# odrama's poll # drops



## justanotherparatrooper (Aug 27, 2006)

PRINCETON, NJ -- For the first time since Gallup began tracking Barack Obama's presidential job approval rating on Jan. 21, fewer than 60% of Americans approve of the job he is doing as president. In Feb. 21-23 polling, 59% of Americans give Obama a positive review, while 25% say they disapprove, and 16% have no opinion.







​To date, Obama has averaged 64% approval, but, as the graph shows, there has been a slight but perceptible decline in his approval rating since he took office. This decline has largely occurred among Republicans.
The drop below 60% approval within the past week -- from 63% in Feb. 18-20 polling to 59% in Feb. 21-23 polling -- has mostly come among independents. Late last week, 62% of independents approved of Obama, compared with 54% in the last three days. His approval rating among Democrats has dipped slightly (but not to a statistically significant degree), while approval among Republicans has not changed.

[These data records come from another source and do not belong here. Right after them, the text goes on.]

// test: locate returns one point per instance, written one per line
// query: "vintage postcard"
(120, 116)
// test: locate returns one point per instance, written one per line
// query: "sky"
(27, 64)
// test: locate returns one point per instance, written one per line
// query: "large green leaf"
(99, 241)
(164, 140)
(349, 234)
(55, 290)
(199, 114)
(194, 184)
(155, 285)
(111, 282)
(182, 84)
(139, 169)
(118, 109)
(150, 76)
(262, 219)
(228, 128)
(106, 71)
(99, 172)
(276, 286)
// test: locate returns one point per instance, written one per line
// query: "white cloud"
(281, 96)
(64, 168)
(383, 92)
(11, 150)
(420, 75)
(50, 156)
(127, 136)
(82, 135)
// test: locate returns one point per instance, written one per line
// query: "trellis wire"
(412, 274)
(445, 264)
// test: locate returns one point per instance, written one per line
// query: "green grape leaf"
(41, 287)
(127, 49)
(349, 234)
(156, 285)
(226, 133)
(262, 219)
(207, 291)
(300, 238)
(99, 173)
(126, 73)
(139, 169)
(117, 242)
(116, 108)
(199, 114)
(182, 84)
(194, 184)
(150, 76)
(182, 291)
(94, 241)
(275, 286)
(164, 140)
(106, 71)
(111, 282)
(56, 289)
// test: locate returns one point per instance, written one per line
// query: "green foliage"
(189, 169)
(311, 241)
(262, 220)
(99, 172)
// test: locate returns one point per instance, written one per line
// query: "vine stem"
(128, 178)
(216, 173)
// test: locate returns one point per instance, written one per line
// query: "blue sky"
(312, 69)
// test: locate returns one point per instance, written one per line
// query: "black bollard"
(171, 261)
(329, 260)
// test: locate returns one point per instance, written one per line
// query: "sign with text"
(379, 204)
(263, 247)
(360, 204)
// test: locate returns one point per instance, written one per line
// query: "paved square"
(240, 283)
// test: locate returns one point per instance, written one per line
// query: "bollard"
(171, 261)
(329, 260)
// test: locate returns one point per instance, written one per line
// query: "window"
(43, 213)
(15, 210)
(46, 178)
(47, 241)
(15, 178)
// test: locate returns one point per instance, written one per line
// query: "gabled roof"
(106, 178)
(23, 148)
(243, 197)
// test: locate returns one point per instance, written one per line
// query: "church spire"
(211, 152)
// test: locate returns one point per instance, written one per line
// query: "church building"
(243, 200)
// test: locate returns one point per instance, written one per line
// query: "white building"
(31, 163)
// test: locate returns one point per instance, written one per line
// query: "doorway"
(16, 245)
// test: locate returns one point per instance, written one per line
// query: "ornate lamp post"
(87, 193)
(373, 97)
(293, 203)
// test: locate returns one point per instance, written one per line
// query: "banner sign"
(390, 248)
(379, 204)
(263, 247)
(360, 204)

While Obama's overall approval rating has fallen by four percentage points in recent days (from 63% in Feb. 18-20 polling to the current 59%), his disapproval rating has been steady (24% in Feb. 18-20 polling to the current 25%). Rather, the percentage of Americans without an opinion of his job performance has increased, from 13% to 16%. In essence, Americans in recent days are becoming increasingly unsure about how Obama is doing, rather than becoming more critical.
As the table suggests, most of the movement among independents in recent days has been from the approval to the no opinion category. And his disapproval rating has dropped among Republicans, with a concomitant increase in no opinion. Thus, Americans' assessments of Obama are in a period of flux.
Given that Obama is addressing the nation tonight, he has a tremendous opportunity to convert Americans who are now on the fence -- in addition to those who now disapprove of him -- into supporters. The latest _USA Today/_Gallup poll shows Americans are most interested in hearing about economic matters, particularly how Obama will address unemployment, the mortgage crisis, and how the economic stimulus package will be administered.
*Survey Methods*
Results are based on telephone interviews with 1,553 national adults, aged 18 and older, conducted Feb. 21-23, 2009, as part of Gallup Poll Daily tracking. For results based on the total sample of national adults, one can say with 95% confidence that the maximum margin of sampling error is ±3 percentage points.
Interviews are conducted with respondents on land-line telephones (for respondents with a land-line telephone) and cellular phones (for respondents who are cell-phone only).
In addition to sampling error, question wording and practical difficulties in conducting surveys can introduce error or bias into the findings of public opinion polls.


----------



## cj3441 (Oct 14, 2004)

In the words of Dennis Green "he is who we thought he was"


----------



## Guest (Feb 25, 2009)

The low polls might be due to the fact that many of his supporters cannot read or write. They maybe answering the questions incorrectly.


----------



## 94c (Oct 21, 2005)

MSP75 said:


> The low polls might be due to the fact that many of his supporters cannot read or write. They maybe answering the questions incorrectly.


Or they heard Gallup pole and all headed to the race track because they thought something was for free.


----------



## 7costanza (Aug 29, 2006)




----------



## Hawk19 (Jan 9, 2009)

When you've got to make decisions instead of talk about "hope", you're bound to offend people. Taking a stance on the economy/gay marriage/taxes, etc., will always offend certain parts of the populace, diminishing the popularity of a candidate who specialized in being all things to all people. Optimism only goes so far... A cabinet would help, especially one that pays taxes.


----------



## 8MORE (Nov 25, 2008)

Wall St. has been showing what they think of him for a while now.


----------



## Hawk19 (Jan 9, 2009)

Very true. The only smart move I think he's made is appointing Locke as his new commerce guy, but then again, he should have been the first choice.


----------